Even after bite mark evidence lost some of its cachet in the late ’90s, West’s testimony was still being sought after by then-DA Forrest Allgood, who looms over the first part of the series like a lanky cowboy in Clark Kent glasses. When DNA evidence exonerated Brooks and Brewer, Allgood remained steadfast in his defense of West and his reliance on the dubious science of bite mark analysis. Watching West becoming increasingly combative as he begins to unravel would be entertaining if he hadn’t wielded so much power over so many innocent lives. “You’ve seen one dead girl with bite marks, you’ve seen ‘em all,” he says at one of the few times he’s not pointing out Confederate monuments.
It’s a glaring look at how unconscious bias plays a role in criminal investigation and prosecution.
“It’s hard to sanitize all of what happened of Race,” a Virginian journalist says of the case of Thomas Haynesworth, who was sent to prison for the violent rapes of multiple women, all white. The only evidence in Haynesworth’s case was eyewitness testimony from the women who’d been assaulted. Even after Haynesworth began what would be a twenty-seven-year sentence, the assaults continued, and it was easier for the Police and DA to imagine a copycat rapist than it was to admit they may have arrested the wrong man.
It’s a shocking revelation that even when new DNA evidence comes to light, the fight is just beginning, with attorneys from The Innocence Project going up against reluctant or combative Prosecutors. And then there is the emotional toll, shown in all the shell shocked faces of the men who have been set free in a world that is totally unlike the one they left. Parents have died, children have grown, fortunes changed for better or worse while they were locked away.
And then there is the pain of the victim’s families, who have the additional burden of knowing an innocent person was convicted while the guilty party went free. There is the fear instilled in witnesses who want to recant false testimony, or are pressured into false testimony.
There is a legacy of pain and trauma that thrives within the criminal justice system, and even when the innocent go free, the victory is bittersweet. Levon Brooks only got ten years of freedom before passing away. Alfred Brown, whose exculpatory evidence was found in a box in the DA’s garage while he was serving on Death Row, has had compensation for his lost time denied to him by the Texas comptroller’s office. The DA in Brown’s case, Dan Rizzo, was never held accountable for misconduct. There’s more than enough injustice to go around, even after being set free.

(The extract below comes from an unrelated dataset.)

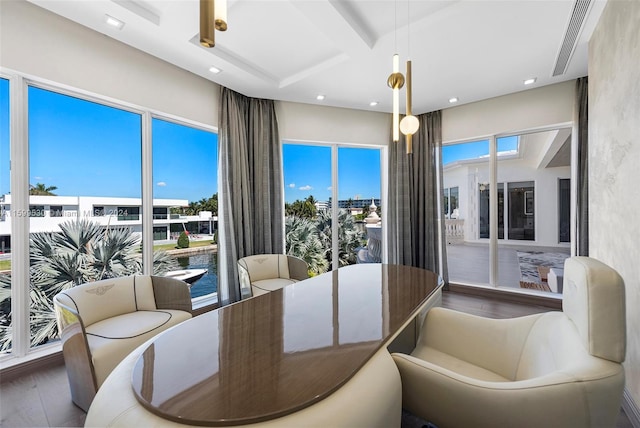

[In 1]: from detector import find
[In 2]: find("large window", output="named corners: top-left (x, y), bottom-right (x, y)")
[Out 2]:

The Innocence Files is an absolutely devastating watch—but it’s a hopeful one too. It’s hopeful to see Innocence Project attorneys giving years of their life and time with their families to see the innocent go free. It’s hopeful to see Philadelphia ADA Patricia Cummings, head of the PA Conviction Integrity Unit, publicly apologize to Chester Hollman III, who spent nearly thirty years behind bars for a crime he didn’t commit.
It’s hopeful to see progressive DAs and tireless volunteers and family members all working to see justice—real justice—prevail. And mostly, it’s hopeful to see these men, human beings who have endured the unimaginable, working as advocates for other people just like them.
The Innocence Files premieres on Netflix on April 15.